I didn’t attend the DIY panel, although I have read Brian Mathews’ comparison of DIY with Startup thinking (which was another panel I didn’t attend). Maybe it’s because I was put off by part of the In the Library with the Lead Pipe blog post announcing the topic, particularly this bit (which Brian quotes in the comparison “Survival vs. Reshaping”):
DIY activities are always creative by nature, but DIY culture in libraries is less about creativity and more about basic survival. A traditional library is a dead library. We know this: if libraries don’t change they will fade away, eclipsed by the free, the instant, and the easy. The mantra of twenty-first century librarianship is and must be: change, change, and more change.

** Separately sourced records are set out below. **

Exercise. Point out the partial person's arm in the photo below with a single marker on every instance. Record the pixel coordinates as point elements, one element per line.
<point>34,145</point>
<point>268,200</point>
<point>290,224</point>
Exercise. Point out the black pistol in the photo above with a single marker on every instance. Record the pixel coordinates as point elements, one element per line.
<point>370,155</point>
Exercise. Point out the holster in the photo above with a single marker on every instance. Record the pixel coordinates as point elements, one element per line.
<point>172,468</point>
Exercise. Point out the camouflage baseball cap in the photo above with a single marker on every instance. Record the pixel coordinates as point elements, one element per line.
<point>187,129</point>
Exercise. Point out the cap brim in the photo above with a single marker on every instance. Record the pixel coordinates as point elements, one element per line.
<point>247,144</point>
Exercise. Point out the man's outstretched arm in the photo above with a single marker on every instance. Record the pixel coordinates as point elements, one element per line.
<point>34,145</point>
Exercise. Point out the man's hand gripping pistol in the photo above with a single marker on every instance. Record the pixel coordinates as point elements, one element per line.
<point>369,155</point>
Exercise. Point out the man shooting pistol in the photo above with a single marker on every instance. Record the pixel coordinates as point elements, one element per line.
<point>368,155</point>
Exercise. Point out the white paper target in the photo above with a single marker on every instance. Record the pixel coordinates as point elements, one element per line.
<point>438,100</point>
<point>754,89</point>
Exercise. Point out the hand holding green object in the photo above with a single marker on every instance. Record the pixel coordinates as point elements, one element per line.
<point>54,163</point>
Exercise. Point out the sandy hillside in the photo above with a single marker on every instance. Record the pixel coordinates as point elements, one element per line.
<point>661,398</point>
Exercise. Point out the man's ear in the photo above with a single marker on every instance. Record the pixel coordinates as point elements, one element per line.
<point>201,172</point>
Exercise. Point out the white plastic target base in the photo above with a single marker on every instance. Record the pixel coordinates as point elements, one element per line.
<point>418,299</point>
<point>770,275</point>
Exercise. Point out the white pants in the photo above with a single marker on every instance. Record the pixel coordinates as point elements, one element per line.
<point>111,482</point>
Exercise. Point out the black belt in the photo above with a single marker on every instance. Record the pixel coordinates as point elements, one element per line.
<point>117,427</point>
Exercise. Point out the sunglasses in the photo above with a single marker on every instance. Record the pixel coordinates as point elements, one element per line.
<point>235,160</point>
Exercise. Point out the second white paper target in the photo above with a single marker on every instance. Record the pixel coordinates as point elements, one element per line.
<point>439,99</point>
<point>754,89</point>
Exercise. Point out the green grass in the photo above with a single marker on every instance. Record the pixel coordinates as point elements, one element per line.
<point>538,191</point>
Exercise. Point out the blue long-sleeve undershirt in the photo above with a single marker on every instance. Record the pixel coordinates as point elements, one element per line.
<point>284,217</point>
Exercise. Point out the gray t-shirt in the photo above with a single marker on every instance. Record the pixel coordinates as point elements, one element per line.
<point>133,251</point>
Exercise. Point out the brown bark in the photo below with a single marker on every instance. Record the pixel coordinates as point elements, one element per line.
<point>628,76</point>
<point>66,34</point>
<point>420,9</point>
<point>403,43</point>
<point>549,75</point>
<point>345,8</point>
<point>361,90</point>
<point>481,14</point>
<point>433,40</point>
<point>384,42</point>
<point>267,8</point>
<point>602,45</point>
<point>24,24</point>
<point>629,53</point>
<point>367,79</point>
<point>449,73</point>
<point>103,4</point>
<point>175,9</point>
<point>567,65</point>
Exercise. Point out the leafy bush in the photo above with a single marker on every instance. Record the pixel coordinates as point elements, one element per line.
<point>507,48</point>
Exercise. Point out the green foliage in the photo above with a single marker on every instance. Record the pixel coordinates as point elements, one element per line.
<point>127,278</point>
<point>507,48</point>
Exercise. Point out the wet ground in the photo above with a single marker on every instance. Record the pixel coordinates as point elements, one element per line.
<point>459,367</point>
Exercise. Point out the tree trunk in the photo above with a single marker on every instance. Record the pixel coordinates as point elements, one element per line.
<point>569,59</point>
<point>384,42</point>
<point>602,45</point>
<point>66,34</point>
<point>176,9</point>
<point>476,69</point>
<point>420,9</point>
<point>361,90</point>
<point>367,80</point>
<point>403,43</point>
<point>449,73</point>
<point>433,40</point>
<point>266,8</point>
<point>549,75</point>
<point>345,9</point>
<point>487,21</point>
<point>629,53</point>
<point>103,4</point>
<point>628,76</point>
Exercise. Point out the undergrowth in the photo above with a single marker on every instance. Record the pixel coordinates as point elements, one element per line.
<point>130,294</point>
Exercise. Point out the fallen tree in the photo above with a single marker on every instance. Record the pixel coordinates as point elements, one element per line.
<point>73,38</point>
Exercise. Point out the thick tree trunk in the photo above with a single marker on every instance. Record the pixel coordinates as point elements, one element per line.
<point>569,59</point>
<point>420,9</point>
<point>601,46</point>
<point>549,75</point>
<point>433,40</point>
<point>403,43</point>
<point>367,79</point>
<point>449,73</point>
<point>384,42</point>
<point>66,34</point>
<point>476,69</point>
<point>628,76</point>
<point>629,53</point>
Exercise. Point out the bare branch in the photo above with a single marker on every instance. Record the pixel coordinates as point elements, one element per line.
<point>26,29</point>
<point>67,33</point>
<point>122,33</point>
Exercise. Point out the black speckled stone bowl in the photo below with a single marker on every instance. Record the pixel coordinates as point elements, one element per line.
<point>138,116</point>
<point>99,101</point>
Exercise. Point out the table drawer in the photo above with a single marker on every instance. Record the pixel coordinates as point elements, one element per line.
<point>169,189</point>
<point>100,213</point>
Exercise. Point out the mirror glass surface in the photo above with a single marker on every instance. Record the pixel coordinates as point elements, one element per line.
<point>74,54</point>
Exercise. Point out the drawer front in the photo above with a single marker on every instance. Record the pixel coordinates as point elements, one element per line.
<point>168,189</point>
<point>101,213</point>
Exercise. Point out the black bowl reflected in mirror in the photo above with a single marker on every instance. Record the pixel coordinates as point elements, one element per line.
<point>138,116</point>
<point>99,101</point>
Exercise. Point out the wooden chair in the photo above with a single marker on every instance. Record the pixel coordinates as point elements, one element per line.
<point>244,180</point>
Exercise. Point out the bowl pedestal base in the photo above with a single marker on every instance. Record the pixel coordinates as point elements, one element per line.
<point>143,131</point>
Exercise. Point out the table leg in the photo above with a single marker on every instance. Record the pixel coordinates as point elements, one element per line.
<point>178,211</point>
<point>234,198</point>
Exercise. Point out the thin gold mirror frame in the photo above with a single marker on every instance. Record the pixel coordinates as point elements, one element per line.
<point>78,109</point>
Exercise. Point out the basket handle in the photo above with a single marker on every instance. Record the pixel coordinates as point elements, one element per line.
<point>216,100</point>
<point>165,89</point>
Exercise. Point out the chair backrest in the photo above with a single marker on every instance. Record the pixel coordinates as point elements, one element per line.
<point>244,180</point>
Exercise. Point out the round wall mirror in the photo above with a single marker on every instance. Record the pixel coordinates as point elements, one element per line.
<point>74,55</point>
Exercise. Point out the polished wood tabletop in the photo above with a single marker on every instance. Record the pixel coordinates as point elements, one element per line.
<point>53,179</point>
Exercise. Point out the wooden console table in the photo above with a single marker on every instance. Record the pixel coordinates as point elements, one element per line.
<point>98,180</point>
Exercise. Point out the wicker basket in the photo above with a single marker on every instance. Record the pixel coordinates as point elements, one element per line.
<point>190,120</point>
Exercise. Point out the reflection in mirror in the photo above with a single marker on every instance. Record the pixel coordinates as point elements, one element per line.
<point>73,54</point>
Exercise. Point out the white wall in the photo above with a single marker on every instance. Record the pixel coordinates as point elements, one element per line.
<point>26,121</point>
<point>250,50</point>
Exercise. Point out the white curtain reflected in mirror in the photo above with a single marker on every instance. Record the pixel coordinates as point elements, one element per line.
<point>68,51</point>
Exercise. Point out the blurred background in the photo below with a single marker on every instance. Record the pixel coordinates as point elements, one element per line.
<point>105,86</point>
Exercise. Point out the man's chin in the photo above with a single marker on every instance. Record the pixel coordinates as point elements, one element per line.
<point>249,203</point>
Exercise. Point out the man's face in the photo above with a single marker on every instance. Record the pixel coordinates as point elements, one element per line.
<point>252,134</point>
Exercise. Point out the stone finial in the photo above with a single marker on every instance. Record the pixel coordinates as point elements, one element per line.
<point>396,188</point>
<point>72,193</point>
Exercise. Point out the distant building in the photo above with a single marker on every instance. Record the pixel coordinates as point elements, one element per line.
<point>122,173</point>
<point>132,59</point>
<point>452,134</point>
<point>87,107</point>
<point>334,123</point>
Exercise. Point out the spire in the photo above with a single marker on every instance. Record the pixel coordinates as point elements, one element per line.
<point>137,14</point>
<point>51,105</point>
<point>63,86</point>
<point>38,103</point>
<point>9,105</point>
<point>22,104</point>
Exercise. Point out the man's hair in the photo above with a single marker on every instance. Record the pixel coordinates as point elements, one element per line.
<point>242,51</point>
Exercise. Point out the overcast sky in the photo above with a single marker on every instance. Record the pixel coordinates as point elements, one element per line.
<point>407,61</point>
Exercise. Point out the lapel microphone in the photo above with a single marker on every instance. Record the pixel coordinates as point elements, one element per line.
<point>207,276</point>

DIY might be the latest movement for librarians to get excited about, but two parts of that statement bother me. First is the assertion, “We know this: a traditional library is a dead library” (my emphasis). Do we really know this? How do we know this? Can you prove it? It sounds more like an affirmation of faith than a reflective statement about the future of academic libraries. I gather from a tweet about the panel that someone said: “Academics critically reflect–DIYers don’t. They whack it up into shape, fix it, or move on.” I think I’ll stick with critical reflection.
The second part that bothered me was this statement: “The mantra of twenty-first century librarianship is and must be: change, change, and more change.” I’ve nothing against mantras as such; they can be very soothing. However, the repetitive insistence on “change” is both vague and ahistorical. Everyone seems to think nobody before them had to deal with change. John Cotton Dana published an essay called “Librarians Should Respond to the Changes that Time Brings.” That’s solid advice…from 1925. I realize that responding to the changes that time brings could be considered reactive. How about librarians being “change agents”? That phrase has been in the library literature since at least 1968. Here’s another great reminder that libraries need to change or die:
Any institution which does not change too, adapt itself to the times, and become part of the onward “drive of change,” will be pushed aside to be left perhaps for a time to make a harmless life of its own.
That’s from a 1934 Library Quarterly article. (There’s more of the quote and some writing about libraries and change rhetoric in my post Libraries Never Change.) Believing the claim that libraries are obsolete or dying or whatever is a matter of faith, not reason or evidence. If anything, the lesson of library history shows us that libraries do adapt and change. We can be optimistic about changes in libraries or apocalyptic about the future, but I’m not sure we can do both. I guess apocalypse sells.